Zuzana Caputova

Zuzana Caputova, favorite à la présidentielle slovaque

Le Vif

Zuzana Caputova, novice en politique, avocate libérale et écologiste, pourrait devenir la première femme à la tête de la Slovaquie à l’issue du deuxième tour de la présidentielle samedi face au candidat du parti au pouvoir.

Cette activiste de 45 ans était relativement loin dans les sondages à quelques semaines des élections, avant de voir sa cote de popularité monter en flèche et de remporter le premier tour le 16 mars. Bénéficiant du désenchantement des électeurs vis-à-vis de la coalition au pouvoir, elle était créditée de plus de 60% d’intentions de vote peu avant le second tour.

« Les gens appellent au changement », déclarait-elle, interrogée par l’AFP un an après l’assassinat d’un journaliste d’investigation enquêtant sur la corruption de haut niveau, qui avait plongé le pays dans une crise politique majeure.

Comme des dizaines de milliers d’autres Slovaques, Mme Caputova était descendue dans la rue pour protester contre l’assassinat du journaliste Jan Kuciak et de sa fiancée Martina Kusnirova à leur domicile en février 2018.
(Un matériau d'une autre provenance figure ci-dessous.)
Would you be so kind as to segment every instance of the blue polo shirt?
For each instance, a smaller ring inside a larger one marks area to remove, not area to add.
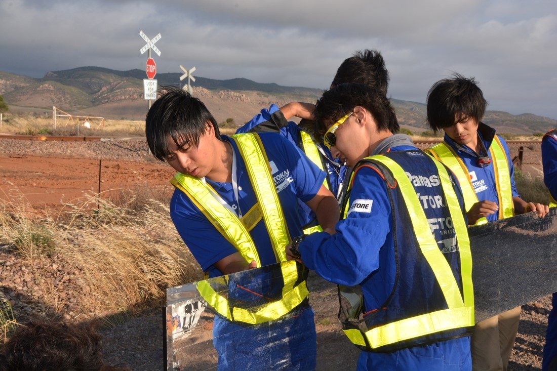
[[[238,128],[236,130],[236,133],[248,133],[258,126],[262,126],[261,124],[263,123],[266,124],[269,121],[275,123],[276,119],[272,116],[277,113],[281,114],[280,112],[278,106],[276,104],[272,104],[268,110],[266,109],[262,109],[260,114],[255,115],[250,121]],[[280,118],[283,119],[284,117],[282,116]],[[286,120],[285,121],[286,122]],[[272,129],[276,130],[281,135],[288,139],[290,143],[297,147],[299,141],[300,132],[303,130],[294,121],[288,121],[285,126],[281,126],[281,124],[277,124],[276,126],[273,125]],[[261,130],[271,130],[271,128],[270,126],[269,128]],[[333,155],[331,154],[331,152],[329,148],[320,144],[317,144],[317,145],[325,154],[323,157],[325,159],[325,164],[327,173],[329,174],[329,179],[331,182],[331,192],[334,195],[338,196],[339,187],[343,183],[346,167],[340,165],[339,159],[333,158]],[[323,153],[321,153],[321,155],[323,155]]]
[[[492,128],[487,126],[483,123],[480,123],[478,125],[478,133],[486,149],[487,150],[487,155],[493,161],[493,156],[490,150],[490,147],[493,143],[494,137],[496,135],[495,130]],[[509,164],[509,170],[511,178],[511,189],[512,197],[520,197],[516,190],[516,184],[515,183],[515,167],[512,164],[511,155],[509,152],[509,147],[506,142],[501,136],[497,135],[501,144],[505,149],[505,154],[507,157],[507,163]],[[499,201],[497,194],[497,188],[495,187],[495,173],[492,162],[490,165],[481,167],[477,164],[478,155],[467,145],[461,145],[445,134],[443,138],[445,143],[450,145],[457,154],[460,157],[468,169],[472,180],[472,186],[474,192],[478,197],[478,200],[482,201],[487,200],[492,201],[499,205]],[[497,145],[497,144],[494,144]],[[488,222],[494,222],[499,219],[499,214],[495,213],[488,214],[486,217]]]
[[[399,145],[390,149],[414,150],[409,154],[412,157],[409,161],[419,161],[421,156],[426,155],[416,152],[417,149],[410,145]],[[429,178],[431,174],[407,173],[407,175],[409,177],[415,175],[413,182],[418,199],[424,203],[424,212],[436,241],[444,254],[453,254],[456,245],[452,221],[436,217],[437,208],[439,205],[444,207],[446,201],[434,193],[435,188],[428,187],[431,184],[428,180],[423,180],[431,179]],[[463,201],[458,196],[460,192],[457,194],[463,214]],[[371,168],[360,167],[350,191],[351,206],[348,214],[337,223],[336,234],[312,233],[299,247],[304,264],[325,280],[339,285],[361,285],[366,310],[380,308],[395,285],[398,267],[395,258],[391,202],[382,175]],[[404,241],[399,241],[398,245],[399,248],[404,246]],[[405,259],[403,252],[400,260]],[[456,254],[448,258],[457,257]],[[422,276],[414,278],[426,279]],[[404,285],[409,287],[413,286],[411,281]],[[466,369],[466,365],[471,362],[470,338],[463,337],[391,353],[363,352],[358,369],[394,369],[393,366],[397,365],[396,369],[401,370],[460,370]]]
[[[317,194],[323,184],[325,173],[319,169],[298,148],[274,133],[259,134],[269,160],[275,186],[282,207],[286,224],[293,237],[302,234],[297,199],[307,202]],[[207,179],[215,191],[234,209],[239,207],[244,215],[255,204],[256,198],[246,169],[233,140],[222,135],[230,143],[237,159],[239,202],[236,199],[231,183]],[[174,226],[203,271],[210,277],[222,275],[213,265],[223,258],[236,252],[229,243],[185,193],[176,189],[170,200],[170,217]],[[276,262],[271,241],[262,219],[250,232],[255,242],[262,265]]]
[[[557,130],[548,133],[541,140],[541,163],[544,183],[554,199],[557,199]],[[554,357],[557,357],[557,292],[553,294],[553,308],[548,318],[548,329],[544,346],[541,369],[549,370]]]
[[[553,133],[557,133],[553,130]],[[541,140],[544,183],[554,199],[557,199],[557,134],[548,133]]]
Le journaliste était alors sur le point de publier son enquête sur les liens présumés entre des hommes politiques slovaques et la mafia italienne ainsi que sur des fraudes autour des fonds agricoles européens.
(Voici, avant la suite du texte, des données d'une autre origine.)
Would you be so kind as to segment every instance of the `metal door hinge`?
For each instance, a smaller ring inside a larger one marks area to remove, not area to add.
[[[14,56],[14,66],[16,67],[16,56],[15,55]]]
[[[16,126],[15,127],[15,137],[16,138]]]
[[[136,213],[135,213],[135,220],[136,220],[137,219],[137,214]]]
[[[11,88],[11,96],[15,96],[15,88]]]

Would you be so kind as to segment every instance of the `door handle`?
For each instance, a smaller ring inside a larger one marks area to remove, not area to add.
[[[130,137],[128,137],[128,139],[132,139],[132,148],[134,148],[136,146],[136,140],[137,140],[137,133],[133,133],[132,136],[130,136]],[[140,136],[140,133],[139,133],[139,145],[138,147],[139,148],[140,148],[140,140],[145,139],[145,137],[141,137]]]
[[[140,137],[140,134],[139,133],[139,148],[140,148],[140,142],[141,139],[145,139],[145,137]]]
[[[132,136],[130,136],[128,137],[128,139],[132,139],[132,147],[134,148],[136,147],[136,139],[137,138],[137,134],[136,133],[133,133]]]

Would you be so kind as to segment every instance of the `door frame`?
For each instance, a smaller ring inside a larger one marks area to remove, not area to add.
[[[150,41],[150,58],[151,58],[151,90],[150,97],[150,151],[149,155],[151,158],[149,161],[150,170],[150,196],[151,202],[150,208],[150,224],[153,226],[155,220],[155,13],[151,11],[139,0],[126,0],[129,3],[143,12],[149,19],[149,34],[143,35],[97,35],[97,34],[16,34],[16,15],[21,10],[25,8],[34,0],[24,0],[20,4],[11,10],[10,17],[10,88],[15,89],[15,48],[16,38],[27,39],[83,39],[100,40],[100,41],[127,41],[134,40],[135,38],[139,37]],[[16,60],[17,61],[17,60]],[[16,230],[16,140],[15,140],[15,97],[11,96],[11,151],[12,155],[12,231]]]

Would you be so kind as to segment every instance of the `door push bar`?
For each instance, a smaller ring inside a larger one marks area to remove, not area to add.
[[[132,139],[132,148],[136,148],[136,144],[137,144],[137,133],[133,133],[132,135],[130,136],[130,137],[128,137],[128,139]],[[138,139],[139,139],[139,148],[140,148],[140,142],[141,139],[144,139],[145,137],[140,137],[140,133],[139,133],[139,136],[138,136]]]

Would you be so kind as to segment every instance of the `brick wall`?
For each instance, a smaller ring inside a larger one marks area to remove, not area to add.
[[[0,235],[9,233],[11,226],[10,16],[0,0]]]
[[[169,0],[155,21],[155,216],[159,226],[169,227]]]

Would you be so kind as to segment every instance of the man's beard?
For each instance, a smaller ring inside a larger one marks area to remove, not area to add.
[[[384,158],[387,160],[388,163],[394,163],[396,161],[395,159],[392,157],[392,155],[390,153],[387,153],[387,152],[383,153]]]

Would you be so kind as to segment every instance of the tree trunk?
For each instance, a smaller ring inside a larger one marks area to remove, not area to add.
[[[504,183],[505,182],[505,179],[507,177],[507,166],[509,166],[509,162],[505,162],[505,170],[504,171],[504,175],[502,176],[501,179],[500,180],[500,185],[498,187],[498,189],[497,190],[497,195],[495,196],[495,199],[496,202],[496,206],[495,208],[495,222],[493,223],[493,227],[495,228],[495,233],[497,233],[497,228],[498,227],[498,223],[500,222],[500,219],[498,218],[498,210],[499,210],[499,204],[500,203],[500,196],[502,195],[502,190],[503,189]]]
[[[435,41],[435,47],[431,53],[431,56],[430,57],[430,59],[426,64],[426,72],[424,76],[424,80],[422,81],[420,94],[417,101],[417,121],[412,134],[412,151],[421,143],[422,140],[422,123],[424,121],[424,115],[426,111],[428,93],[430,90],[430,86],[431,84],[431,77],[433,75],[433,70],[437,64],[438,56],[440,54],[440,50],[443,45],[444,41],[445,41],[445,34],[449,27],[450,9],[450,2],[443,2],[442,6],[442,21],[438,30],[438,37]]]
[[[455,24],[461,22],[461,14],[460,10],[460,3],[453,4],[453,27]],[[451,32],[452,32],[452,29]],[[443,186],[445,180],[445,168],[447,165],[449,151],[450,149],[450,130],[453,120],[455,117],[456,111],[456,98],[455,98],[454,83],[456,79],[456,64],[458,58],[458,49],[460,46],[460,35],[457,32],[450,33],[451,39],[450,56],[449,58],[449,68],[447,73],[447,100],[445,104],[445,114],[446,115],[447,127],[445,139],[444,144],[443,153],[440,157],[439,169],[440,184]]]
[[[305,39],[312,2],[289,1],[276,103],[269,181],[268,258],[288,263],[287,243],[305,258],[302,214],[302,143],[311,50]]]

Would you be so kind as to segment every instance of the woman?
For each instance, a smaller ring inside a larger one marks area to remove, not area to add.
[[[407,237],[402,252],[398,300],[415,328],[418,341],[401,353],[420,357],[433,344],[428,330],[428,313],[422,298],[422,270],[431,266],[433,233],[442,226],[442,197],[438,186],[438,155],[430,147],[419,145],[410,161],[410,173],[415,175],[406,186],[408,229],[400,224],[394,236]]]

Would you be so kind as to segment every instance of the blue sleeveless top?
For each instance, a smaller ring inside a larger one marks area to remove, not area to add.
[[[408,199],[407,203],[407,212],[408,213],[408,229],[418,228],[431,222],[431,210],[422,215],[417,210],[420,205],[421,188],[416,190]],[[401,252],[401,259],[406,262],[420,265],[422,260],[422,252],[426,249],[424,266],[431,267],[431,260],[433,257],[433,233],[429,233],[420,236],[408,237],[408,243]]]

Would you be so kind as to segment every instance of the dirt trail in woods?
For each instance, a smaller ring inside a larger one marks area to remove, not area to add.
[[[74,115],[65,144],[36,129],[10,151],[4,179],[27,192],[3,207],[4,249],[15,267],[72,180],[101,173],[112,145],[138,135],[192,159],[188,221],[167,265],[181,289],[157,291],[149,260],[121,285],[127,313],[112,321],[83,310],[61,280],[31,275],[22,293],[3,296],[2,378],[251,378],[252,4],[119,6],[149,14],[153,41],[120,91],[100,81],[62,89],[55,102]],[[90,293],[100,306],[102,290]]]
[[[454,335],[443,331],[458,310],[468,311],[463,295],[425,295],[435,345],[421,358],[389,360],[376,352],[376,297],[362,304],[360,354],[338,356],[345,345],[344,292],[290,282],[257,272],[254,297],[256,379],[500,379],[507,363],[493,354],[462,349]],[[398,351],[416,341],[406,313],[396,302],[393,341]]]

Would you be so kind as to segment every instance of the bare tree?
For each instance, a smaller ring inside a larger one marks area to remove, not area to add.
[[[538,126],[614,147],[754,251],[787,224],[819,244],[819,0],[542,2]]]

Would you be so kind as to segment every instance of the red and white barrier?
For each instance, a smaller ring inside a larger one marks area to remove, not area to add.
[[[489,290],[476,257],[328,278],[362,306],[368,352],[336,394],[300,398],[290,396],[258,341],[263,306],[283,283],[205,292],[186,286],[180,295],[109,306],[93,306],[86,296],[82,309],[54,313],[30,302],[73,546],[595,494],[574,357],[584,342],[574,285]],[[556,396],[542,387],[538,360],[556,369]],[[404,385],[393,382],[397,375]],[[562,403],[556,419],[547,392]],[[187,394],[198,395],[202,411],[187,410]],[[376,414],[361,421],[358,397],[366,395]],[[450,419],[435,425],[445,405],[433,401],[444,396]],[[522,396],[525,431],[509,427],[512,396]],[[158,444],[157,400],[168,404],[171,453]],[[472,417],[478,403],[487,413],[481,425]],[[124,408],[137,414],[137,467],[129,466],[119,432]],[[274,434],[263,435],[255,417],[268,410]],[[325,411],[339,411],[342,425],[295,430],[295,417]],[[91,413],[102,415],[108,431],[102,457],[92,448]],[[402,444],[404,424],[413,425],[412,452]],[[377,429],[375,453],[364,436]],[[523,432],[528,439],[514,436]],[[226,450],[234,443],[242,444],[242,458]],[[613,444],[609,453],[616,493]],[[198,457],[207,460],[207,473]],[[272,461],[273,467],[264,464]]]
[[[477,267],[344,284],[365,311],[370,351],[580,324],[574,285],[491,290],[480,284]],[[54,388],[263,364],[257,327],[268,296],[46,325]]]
Mme Caputova, qui s’est engagée à lutter pour une Justice plus efficace et indépendante, était un des vice-présidents du parti Slovaquie progressiste, non représenté au parlement, avant de déposer sa carte de membre.

« Aux yeux des électeurs, elle répond aux problèmes actuels », indique à l’AFP l’analyste Grigorij Meseznikov.

– « Ame pure » –

Oratrice hors pair, Mme Caputova a été soutenue par le président libéral sortant Andrej Kiska et par nombre de célébrités, comme le chanteur rock Palo Habera qui voit en elle « une âme pure ».

Elle est favorable à l’avortement et aux droits élargis pour les couples homosexuels, estimant qu’un enfant vivra « mieux avec deux êtres amoureux de même sexe » que dans un orphelinat.

Elle peut compter sur le soutien des électeurs libéraux des villes. La population des campagnes, plus conservatrice, lui est moins favorable.

Zuzana Caputova
Zuzana Caputova© AFP

Mme Caputova reconnaît manquer d’expérience dans le domaine de la défense et de la sécurité. « Je devrai compter sur mes conseillers pour aborder ces sujets », déclare-t-elle. « La ponctualité n’est pas mon point fort » non plus, ajoute la juriste.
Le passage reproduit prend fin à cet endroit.